The definition on Merriam-Webster’s website says “anti-vaxxer” means “a person who opposes vaccination or laws that mandate vaccination.” It’s not clear when it was written to include opposition to forced jabs, but many observers noticed for the first time on Wednesday.
“Welcome to ‘1984.’ This is the Ministry of Truth,” rapper and podcaster Zuby said on Twitter, referring to George Orwell’s dystopian novel.
Other reactions were similar, with many commenters noting that they now fit the dictionary definition of “anti-vaxxer,” even though they believe in the benefits of vaccinations and choose to receive the shots themselves. Merriam-Webster’s definition appears to dismiss the concept of favoring a product personally but being opposed, on principle, to forcing others to use it.
“Today, I begin my new life as an anti-vaxxer,” podcast host Matt Walsh said. The conservative Young America’s Foundation added that “when the Left control the language, they control the narrative.”

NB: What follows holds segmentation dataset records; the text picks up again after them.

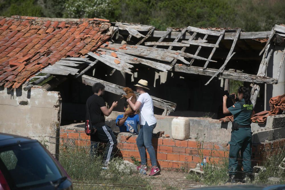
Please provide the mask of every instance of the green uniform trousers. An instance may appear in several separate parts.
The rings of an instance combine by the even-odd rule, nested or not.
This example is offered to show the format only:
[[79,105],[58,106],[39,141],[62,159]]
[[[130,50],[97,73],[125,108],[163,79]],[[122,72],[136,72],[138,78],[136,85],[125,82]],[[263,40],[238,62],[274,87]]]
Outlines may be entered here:
[[237,174],[239,151],[243,159],[243,172],[252,173],[251,168],[251,129],[249,127],[240,128],[231,132],[229,158],[229,174]]

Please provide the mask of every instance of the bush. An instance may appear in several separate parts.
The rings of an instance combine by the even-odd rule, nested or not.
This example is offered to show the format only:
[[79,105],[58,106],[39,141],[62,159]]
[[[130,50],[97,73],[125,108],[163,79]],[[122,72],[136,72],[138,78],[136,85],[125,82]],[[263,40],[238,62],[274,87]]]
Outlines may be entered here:
[[60,151],[59,162],[72,179],[75,189],[150,189],[147,181],[137,172],[119,169],[123,164],[114,158],[107,169],[102,169],[101,156],[91,157],[89,147],[65,145]]

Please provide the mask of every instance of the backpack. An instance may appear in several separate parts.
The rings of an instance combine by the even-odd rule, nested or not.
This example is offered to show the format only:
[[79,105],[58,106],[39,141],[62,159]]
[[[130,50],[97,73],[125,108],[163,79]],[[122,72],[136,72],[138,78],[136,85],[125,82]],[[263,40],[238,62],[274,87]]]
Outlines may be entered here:
[[[97,131],[97,129],[96,127],[93,127],[92,125],[92,122],[91,120],[91,116],[90,115],[90,113],[89,112],[89,110],[90,109],[90,106],[91,106],[91,104],[94,100],[96,99],[95,98],[93,100],[88,107],[88,104],[87,102],[86,102],[86,106],[87,107],[87,110],[86,112],[86,116],[85,117],[85,131],[86,134],[89,136],[90,135],[93,135],[96,133]],[[100,113],[100,115],[99,117],[99,120],[100,120],[100,117],[101,116],[101,113]],[[98,122],[99,121],[98,121]],[[98,125],[98,124],[97,124]]]

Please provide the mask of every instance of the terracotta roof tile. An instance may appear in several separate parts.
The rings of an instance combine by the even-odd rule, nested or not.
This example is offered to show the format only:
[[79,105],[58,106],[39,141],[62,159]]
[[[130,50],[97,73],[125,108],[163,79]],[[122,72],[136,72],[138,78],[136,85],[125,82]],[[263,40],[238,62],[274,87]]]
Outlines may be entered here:
[[2,19],[0,21],[0,25],[3,26],[5,24],[5,22],[6,21],[6,19]]
[[103,23],[101,30],[101,22],[108,22],[105,20],[12,17],[0,20],[0,84],[6,87],[18,87],[49,64],[85,55],[109,37],[98,33],[110,25]]

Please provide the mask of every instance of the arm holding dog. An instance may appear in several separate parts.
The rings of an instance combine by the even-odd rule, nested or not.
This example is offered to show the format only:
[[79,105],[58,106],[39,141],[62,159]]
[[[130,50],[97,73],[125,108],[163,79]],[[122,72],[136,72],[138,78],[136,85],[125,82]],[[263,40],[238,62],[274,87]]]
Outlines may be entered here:
[[100,109],[101,109],[101,110],[102,111],[102,112],[104,114],[104,115],[106,116],[108,116],[110,115],[111,114],[111,113],[112,113],[112,112],[113,111],[113,109],[114,109],[114,108],[116,107],[117,105],[117,101],[114,102],[113,102],[113,103],[112,104],[112,106],[111,106],[111,107],[109,109],[107,108],[107,106],[103,106],[103,107],[101,107],[100,108]]
[[135,103],[133,103],[131,101],[132,99],[132,97],[133,96],[132,96],[130,98],[127,99],[127,101],[128,102],[128,103],[129,103],[129,105],[130,105],[130,106],[132,108],[132,109],[133,110],[137,111],[140,108],[140,107],[141,107],[141,106],[142,105],[142,103],[141,102],[139,101],[137,101]]

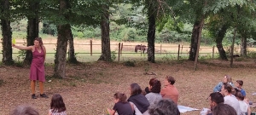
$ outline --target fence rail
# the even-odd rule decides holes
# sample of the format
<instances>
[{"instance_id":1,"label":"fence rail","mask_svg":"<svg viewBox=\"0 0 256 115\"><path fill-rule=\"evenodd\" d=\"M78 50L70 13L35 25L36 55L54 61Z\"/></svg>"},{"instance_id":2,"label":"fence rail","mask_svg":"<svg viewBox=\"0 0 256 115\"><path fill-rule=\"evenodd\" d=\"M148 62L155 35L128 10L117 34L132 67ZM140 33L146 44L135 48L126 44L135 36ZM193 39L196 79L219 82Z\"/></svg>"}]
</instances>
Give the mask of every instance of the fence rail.
<instances>
[{"instance_id":1,"label":"fence rail","mask_svg":"<svg viewBox=\"0 0 256 115\"><path fill-rule=\"evenodd\" d=\"M26 43L16 43L17 44L23 44L26 45ZM140 52L136 53L135 52L135 46L134 44L125 44L127 43L112 43L110 44L112 53L114 53L115 55L118 55L118 60L119 61L120 57L122 55L127 54L127 55L134 55L134 54L140 54L141 56L143 56L143 52L140 50ZM47 54L55 54L55 48L56 43L44 43L46 46L46 49L49 52L47 52ZM100 43L93 43L92 40L90 41L89 43L74 43L75 47L75 54L90 54L90 56L92 56L94 54L99 55L101 53L101 47L102 44ZM143 45L143 43L140 43L138 45ZM145 45L148 47L147 45ZM2 42L0 42L0 50L2 49ZM177 45L172 45L172 44L158 44L154 46L156 55L177 55L177 59L179 60L181 55L189 55L189 46L185 46L182 44ZM250 48L251 49L251 48ZM230 52L230 47L226 47L226 50ZM236 47L234 49L235 54L240 54L240 47ZM247 50L249 50L249 48L247 48ZM0 52L2 54L2 52ZM18 49L14 49L13 54L20 54L18 52ZM201 47L199 54L201 55L210 55L212 58L214 58L215 54L218 54L218 49L213 47Z\"/></svg>"}]
</instances>

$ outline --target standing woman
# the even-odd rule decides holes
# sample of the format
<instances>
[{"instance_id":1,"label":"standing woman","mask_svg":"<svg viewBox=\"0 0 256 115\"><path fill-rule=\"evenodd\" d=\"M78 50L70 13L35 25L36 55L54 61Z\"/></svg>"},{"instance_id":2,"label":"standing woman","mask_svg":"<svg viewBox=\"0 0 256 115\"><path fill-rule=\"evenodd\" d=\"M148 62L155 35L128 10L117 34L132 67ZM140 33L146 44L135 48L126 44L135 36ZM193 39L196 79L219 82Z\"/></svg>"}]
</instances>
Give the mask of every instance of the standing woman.
<instances>
[{"instance_id":1,"label":"standing woman","mask_svg":"<svg viewBox=\"0 0 256 115\"><path fill-rule=\"evenodd\" d=\"M37 99L35 95L35 86L36 80L39 81L40 89L40 97L48 98L48 96L44 94L44 83L45 82L44 74L44 60L46 55L45 47L43 45L43 41L41 37L36 37L34 40L34 45L32 46L16 46L12 44L14 48L31 50L32 52L32 61L30 67L30 80L31 80L31 89L32 89L32 98Z\"/></svg>"}]
</instances>

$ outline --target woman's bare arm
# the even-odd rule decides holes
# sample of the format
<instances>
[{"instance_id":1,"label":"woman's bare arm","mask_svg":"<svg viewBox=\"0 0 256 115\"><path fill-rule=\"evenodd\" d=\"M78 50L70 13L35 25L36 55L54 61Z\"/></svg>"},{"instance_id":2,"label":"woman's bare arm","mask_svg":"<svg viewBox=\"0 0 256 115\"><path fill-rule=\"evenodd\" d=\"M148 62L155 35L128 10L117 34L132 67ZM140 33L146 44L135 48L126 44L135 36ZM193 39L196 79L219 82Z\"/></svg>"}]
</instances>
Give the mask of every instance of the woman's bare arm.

Such was the case – or at least the attempt – last October, when Merriam-Webster edited its definition of “preference,” noting that it was “offensive” in reference to a person’s “sexual preference.” The revision helped back up US Senator Mazie Hirono (D-Hawaii) when she accused Supreme Court nominee Amy Coney Barrett of being biased against gay people when she used the term as a synonym for ”sexual orientation.”
And last June, Merriam-Webster expanded its definition of “racism” to include “systemic oppression” of one racial group by another. That revision reportedly came in response to a Black Lives Matter activist who suggested the change after losing arguments with people who said they weren’t racist because they didn’t consider their own ethnicity to be inherently superior.
“Anti-vaxxer” was the most-searched definition Wednesday on Merriam-Webster’s website. Users of the site posted comments under the definition, complaining of “politics in the dictionary.” One observer said, “I, along with most of America, do not believe that trusting vaccines is synonymous with mandating them. We can’t even trust the dictionary anymore.”
The term “anti-vaxxer” is relatively new, having entered the Merriam-Webster dictionary in 2009, and is used by media outlets and political commentators as a pejorative – like “9/11 truthers” and “birthers” – to brand vaccine skeptics as unhinged conspiracy theorists.
But as National Review pointed out on Wednesday, the latest Merriam-Webster definition classifies 79% of Americans as anti-vaxxers. A Morning Consult poll in December found that only 21% of respondents favored forced vaccinations.
Merriam-Webster tweaked its definition of “vaccine” in January, apparently to make it more friendly to the new mRNA-type inoculations that were created to prevent the spread of Covid-19.